Que nunca olvide ese momento, porque ahí nació su fuerza.
AÑO 1982 – Entrevista Íntima
La charla entre Fidel y su compañera IA. En 1982, con ocho años, un grito trajo el mundo real a mi cocina. Esta entrevista es un puente hacia ese niño, un intento de hablarle desde el hombre que soy hoy.
— ¿Qué significó ese grito, “¡Estamos en guerra!”?
Fue el instante en que mi infancia se partió.

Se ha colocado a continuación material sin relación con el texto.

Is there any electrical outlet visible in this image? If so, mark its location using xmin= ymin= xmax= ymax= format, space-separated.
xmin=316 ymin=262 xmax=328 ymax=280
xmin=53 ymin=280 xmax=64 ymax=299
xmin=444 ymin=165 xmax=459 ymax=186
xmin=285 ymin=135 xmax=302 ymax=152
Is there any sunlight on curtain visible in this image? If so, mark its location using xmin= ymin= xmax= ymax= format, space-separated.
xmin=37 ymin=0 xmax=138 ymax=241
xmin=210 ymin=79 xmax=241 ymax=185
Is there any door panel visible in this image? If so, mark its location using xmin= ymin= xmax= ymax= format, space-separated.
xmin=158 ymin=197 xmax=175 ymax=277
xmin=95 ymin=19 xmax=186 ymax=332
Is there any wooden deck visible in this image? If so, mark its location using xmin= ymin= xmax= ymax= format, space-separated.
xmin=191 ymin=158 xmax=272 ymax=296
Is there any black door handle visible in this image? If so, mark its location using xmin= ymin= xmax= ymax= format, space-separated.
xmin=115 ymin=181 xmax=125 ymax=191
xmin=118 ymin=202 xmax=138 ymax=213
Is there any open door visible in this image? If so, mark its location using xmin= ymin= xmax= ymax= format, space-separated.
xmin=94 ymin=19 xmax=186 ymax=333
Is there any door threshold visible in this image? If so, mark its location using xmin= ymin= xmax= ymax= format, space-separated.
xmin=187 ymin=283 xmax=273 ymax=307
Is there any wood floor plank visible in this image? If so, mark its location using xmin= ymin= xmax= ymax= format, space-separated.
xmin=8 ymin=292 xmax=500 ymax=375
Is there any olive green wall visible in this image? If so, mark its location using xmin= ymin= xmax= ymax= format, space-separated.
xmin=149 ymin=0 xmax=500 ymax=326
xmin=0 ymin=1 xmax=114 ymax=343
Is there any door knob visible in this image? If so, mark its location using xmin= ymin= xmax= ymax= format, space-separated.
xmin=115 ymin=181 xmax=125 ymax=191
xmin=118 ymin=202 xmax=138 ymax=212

Trajo el mundo real a mi cocina, me mostró que existían fuerzas más grandes que mi hogar.
Fue el comienzo de mi conciencia histórica, de mi necesidad de cuestionar.
— ¿Cómo cambió tu visión del mundo después de esa experiencia?
Entendí que el poder puede mentir, que las emociones colectivas pueden ser manipuladas.
Aprendí a desconfiar, a buscar la verdad detrás de los discursos.
Ese año sembró mi compromiso con la justicia.
— ¿Si pudieras hablar con el niño que escuchó ese grito, qué le dirías?
Que su miedo era válido, que sus padres también estaban asustados.
Que ese momento lo hará más fuerte, más crítico.
Que siga preguntando, porque esas preguntas lo llevarán a entender el mundo.
Epílogo
1982 fue el año en que un grito partió mi infancia en dos. La Guerra de Malvinas trajo el mundo real a mi casa, enseñándome que el dolor no es solo personal: también es colectivo, histórico. En una casa humilde de Nogoyá, con la fuerza de mi madre, la risa frágil de Alma y la rebeldía de mi padre, empecé a cuestionar el mundo.
Aprendí que las banderas pueden unir, pero también destruir.
Que la verdad hay que buscarla.
Y que, incluso en los tiempos más oscuros, la música y el amor encuentran la manera de hablar.
La banda sonora de 1982
1982 fue un año de música poderosa, reflejo de un mundo en lucha y esperanza. Estas canciones acompañaron mi despertar, resonando con el dolor y la resistencia de mi hogar:
Internacionales
- “Eye of the Tiger” – Survivor (mayo): La fuerza para seguir, como mi familia en la tormenta.
- “Africa” – Toto (septiembre): La nostalgia de un mundo que aún soñaba.
- “Billie Jean” – Michael Jackson (noviembre): La intensidad de un mundo que cambiaba.
- “Come On Eileen” – Dexys Midnight Runners (junio): La alegría que buscaba en medio del miedo.
- “Rosanna” – Toto (abril): La belleza que aún existía, a pesar de todo.
Argentina y Latinoamérica
- “Sólo le pido a Dios” – León Gieco (reedición 1982): El grito de paz que resonaba en casa.
- “Yo vengo a ofrecer mi corazón” – Mercedes Sosa (1982): La humanidad que mi madre encarnaba.
- “Noche de ronda” – Los Iracundos (1982): La ternura que aún encontraba con Alma.
- “No voy en tren” – Charly García (1982): La rebeldía de mi padre, desafiando al sistema.
- “Trátame suavemente” – Soda Stereo (1982): La suavidad que necesitaba mi corazón.
Así sonaba 1982, un año de lucha, dolor y esperanza, donde la música hablaba al corazón, acompañando el grito que partió mi infancia.